An Artificial Intelligence development lifecycle consists of the following steps: (Link)
Descriptive and Predictive steps:
- In the first step, we need to define the problem to be solved
- In the next step, we need to understand the current state of the problem and accordingly we have to define the work scope
- Next we need to develop a Machine Learning model, where the machine learning solution is developed and tested.
Prescriptive steps:
- Machine learning outputs or the predictions obtained using machine learning are given as OR inputs. Here, the OR techniques are used to make recommendations based on the outputs from the ML model. This is a critical step for the entire life cycle.

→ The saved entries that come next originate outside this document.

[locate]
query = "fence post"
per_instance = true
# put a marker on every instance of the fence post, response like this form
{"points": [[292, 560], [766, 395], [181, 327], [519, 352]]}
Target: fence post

- Finally, the solution output is delivered to the client.
Covid-19 impact:
During the COVID-19 pandemic, more than ever, data science has become a powerful weapon in combating an infectious disease epidemic and arguably any future infectious disease epidemic. Computer scientists, data scientists, physicists and mathematicians have joined public health professionals and virologists to confront the largest pandemic in the century by capitalizing on the large-scale ‘big data’ generated and harnessed for combating the COVID-19 pandemic. (Zhang, Qingpeng, et al. “Data science approaches to confronting the COVID-19 pandemic: a narrative review.” Philosophical Transactions of the Royal Society A 380, No. 2214 (2022)). Covid-19 has a big impact on supply chain strategies also. People from data science community are analyzing “lessons learned” from the pandemic to better prepare and more efficiently and effectively respond to the next disaster, interested people can visit the following for a discussion on it (Link1).
Conclusion:
From the above discussion, it is very much clear that Data Science and Operations Research have some overlapping objectives with clear line of difference between these two domains of study. Also, we observe that there are several OR techniques and algorithms which have important role to play in different topics of data science. In my opinion, operations research together with data science and analytics is going to play a very important role to build the future of us.